Les scènes de ce genre se multiplient. Waldron n’abuse pas du langage cru ; la cruauté n’est pas exacerbée. Chaque étape de cette chaîne est montrée à l’état, disons, naturel. Dans leur facture, les images respirent un grand réalisme, autant par la lumière et le décor que par le contexte. Elles sont froides quand elles le demandent : Packaged Lamb, Packaged Pork, Packaged Veal ne montrent que des piles de paquets de viande rouge. Elles sont chaleureuses quand il le faut : une Waldron enceinte, souriante, dans Méchoui, une réunion familiale bien arrosée dans Supper.
Les « belles bêtes », l’artiste les exhibe dès l’entrée dans la grande salle d’Oboro, à travers l’alignement sur un même mur des jolies têtes, en photo, d’un veau, d’un agneau, d’un cochon, d’un lapin, d’un canard et d’un poulet. L’intitulé de l’expo n’a rien d’innocent. Il a son revers, à l’instar de ce qui se trouve derrière ce premier mur.
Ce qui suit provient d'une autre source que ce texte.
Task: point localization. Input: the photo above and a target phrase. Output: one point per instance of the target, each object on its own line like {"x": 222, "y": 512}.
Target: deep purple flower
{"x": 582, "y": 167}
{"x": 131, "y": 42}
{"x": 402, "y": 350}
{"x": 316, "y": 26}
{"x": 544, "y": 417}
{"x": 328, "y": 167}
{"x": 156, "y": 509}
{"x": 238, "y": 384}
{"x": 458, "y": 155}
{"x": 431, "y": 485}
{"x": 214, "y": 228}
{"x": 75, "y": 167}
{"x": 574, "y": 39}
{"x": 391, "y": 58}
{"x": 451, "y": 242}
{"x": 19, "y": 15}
À chaque image de faciès correspond son pendant en vrai, placé de l’autre côté de la paroi. Il s’agit des têtes des bêtes naturalisées, présentées comme des trésors de chasse. Leurs entrailles seraient celles mises sous emballage plus loin, plus tard. Entre ces deux pôles, entre la chasse et la consommation, l’être humain prend une double attitude, à la fois émerveillé et indifférent au sort de l’animal.
Avec tact, et avec des codes de l’esthétique relationnelle - par l’implication de ses proches et des professionnels de ces métiers -, Kim Waldron ne fait qu’actualiser un art animalier vieux comme l’histoire de la peinture. Elle poursuit quelque part la tradition de la nature morte. Le Musée des beaux-arts de Montréal en expose d’ailleurs un beau cas dans ses salles d’art flamand, Nature morte au gibier et aux chiens (vers 1660), de Pieter Boel. Les bêtes, du sanglier aux petits oiseaux, reposent ici dans une morbidité sans gêne, à la fois magnifiées et banales.
Certains fragments de Beautiful Creatures avaient déjà été montrés, notamment lors de la dernière Orange, manifestation d’art actuel de Saint-Hyacinthe axée sur la nourriture. Réuni enfin dans son ensemble, le projet gagne en profondeur. Sa mise en espace permet de montrer la filiation avec le temps, avec le long et soigné processus qui couve à la fois la bouffe d’origine animale et le travail de Kim Waldron. Beautiful Creatures ne dénonce rien, mais nous place devant un fait accompli. On est dès lors libre de critiquer et/ou d’assumer nos choix de vie.